Das Rad – Veer

Discus

Das Rad - VeerThe addition of bassist Jon Short to Das Rad‘s long-term trio of Nick Robinson, Martin Archer and Steve Dinsdale has lent an extra heft and low-end adventure to an already adventurous trio.

Although recently released, this album compiles work that dates back to 2020 and perhaps because of that runs an absolute gamut of styles and sounds, constantly switching positions, leading the listener astray and dropping hints that don’t always come to fruition and instead end up far from home.

All players bar Jon are credited with the extremely vague “keys”, so as well as the strength and density one might expect from players of this ilk, there is much mysterious and external stimuli that fill in any resultant gaps and prompting excrescent sidelines that move focus away from the main event.

Whatever the album contains though, it is hard to describe it as jazz; there is much more of a cool European feel to the sly hypnotic bass groove of opener “Lutraphobia”. Why anyone could fear otters, I have no idea; but the swing of the track jars with the sticky, sleazy sax and guitar.

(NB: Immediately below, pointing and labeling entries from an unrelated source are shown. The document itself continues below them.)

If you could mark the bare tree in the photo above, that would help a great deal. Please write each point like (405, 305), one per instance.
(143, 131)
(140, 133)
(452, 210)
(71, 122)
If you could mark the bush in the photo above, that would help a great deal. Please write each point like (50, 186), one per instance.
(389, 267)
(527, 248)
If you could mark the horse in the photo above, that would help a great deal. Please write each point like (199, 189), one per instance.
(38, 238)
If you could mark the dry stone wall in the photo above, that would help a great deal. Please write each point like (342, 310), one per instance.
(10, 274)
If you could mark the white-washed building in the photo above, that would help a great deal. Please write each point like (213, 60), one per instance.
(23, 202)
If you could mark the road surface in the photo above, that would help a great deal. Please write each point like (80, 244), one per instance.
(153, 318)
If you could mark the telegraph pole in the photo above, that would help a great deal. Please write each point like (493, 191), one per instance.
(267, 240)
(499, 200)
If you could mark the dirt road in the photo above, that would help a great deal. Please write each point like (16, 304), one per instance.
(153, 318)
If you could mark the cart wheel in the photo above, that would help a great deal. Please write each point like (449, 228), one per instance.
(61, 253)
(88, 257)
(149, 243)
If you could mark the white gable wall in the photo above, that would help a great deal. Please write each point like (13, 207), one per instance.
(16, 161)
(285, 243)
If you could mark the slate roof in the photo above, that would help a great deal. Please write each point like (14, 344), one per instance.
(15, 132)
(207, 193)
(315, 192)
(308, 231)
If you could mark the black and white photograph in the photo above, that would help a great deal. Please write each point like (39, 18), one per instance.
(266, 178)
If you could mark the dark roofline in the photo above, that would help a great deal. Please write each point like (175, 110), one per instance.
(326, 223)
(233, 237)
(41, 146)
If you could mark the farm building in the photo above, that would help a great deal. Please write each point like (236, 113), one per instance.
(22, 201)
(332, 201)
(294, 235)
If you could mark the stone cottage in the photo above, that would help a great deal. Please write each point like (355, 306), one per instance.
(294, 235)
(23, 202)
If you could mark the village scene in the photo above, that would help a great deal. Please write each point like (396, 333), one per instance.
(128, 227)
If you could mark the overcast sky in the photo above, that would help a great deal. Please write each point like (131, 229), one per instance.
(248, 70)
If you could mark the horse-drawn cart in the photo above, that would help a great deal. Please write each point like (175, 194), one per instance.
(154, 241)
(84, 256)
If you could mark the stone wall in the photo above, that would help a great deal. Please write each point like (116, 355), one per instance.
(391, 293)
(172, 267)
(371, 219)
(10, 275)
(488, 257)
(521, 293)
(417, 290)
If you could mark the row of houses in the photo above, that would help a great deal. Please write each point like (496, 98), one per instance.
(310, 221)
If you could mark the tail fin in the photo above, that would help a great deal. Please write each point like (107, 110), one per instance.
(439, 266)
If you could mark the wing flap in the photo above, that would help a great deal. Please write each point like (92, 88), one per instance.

There is an angry sort of energy in the guitar and that is palpable throughout the album, as if Nick is tired of pressing the point home where as Martin’s woodwind is generally lighter, often dropping hints to the listener and leading them into a fruitless search. Meanwhile the rhythm section forges its own muscular, sharp shapes.

It is more about concocting an atmosphere than adhering to anything like guidelines; so the shadowy, barely contained mass of action that is “Bergen Cross” with its full kit work out and distorted ghost of Jon Lord keyboard runs melts into the brooding abstraction of “Confiture”. Tones combine for a thick fug that binds the listener, ensnaring with slow moving force; a gaggle of clarinet, a surge of disparate noise, all knitting together like a web around the listener, the looseness and surge of the sax tearing up the sky.

Some of it really broods with a sinister edge, prowling, searching in dark corners, gradually upping tempo until the pursuit is in full flight, querulous keys abetting malignant guitar. At other points, there is an airy lightness, with the pressure dropping and a clear sunrise sound appearing, turning its back on the night. The flute on “Farfalla” adds to a kind of sylvan fantasy with typewriter and radio lending a surreal edge.

Incredibly, before the sprawling song suite “Expergefactor” takes hold of proceedings, the quartet takes a dash through a heavy ’80s influenced splurge of post-punk, the bass as wilful as you would want and the shards of guitar, sprinkling in your hair and also the reggae-ish swagger of “Kingdom Fall”, airy with echo that winks towards dub, but provides much space for surf-influenced guitar.

To be honest, the album would be satisfying if it ended there; but the six-part finale really takes all the ideas already provided and slows them down, intensifying them, stitching them together and then unfurling them with the added confusion of Peter Rophone‘s treated voices, hidden insinuating whispers and random, restless outbursts. It is slow, it simmers, working at tangents, players feeling their way in, allowing time to take its toll, the tension and strength of guitar and bass offset by the flightier woodwind and the steady percussive precision.

At points it flirts with metal, but is far too fluid and changeable to stay for long, instead switching tack and looking down the long meandering road towards prog. Is it prog? Well, it is certainly progressive in ideas and outlook; but it is always restless and you know that momentum is in the back of their minds. At one point Peter’s voice echoes a train whistle, but a tranquil garden will ever be round the corner; and although some distant landmarks are possibly familiar, the scenery is in constant flux, its changes eventually rendering you lost and inevitably in their power.

Working as a quartet adds further strength to an already impressive body of work and this might be Das Rad’s best yet. Let’s see how the next few years unfold.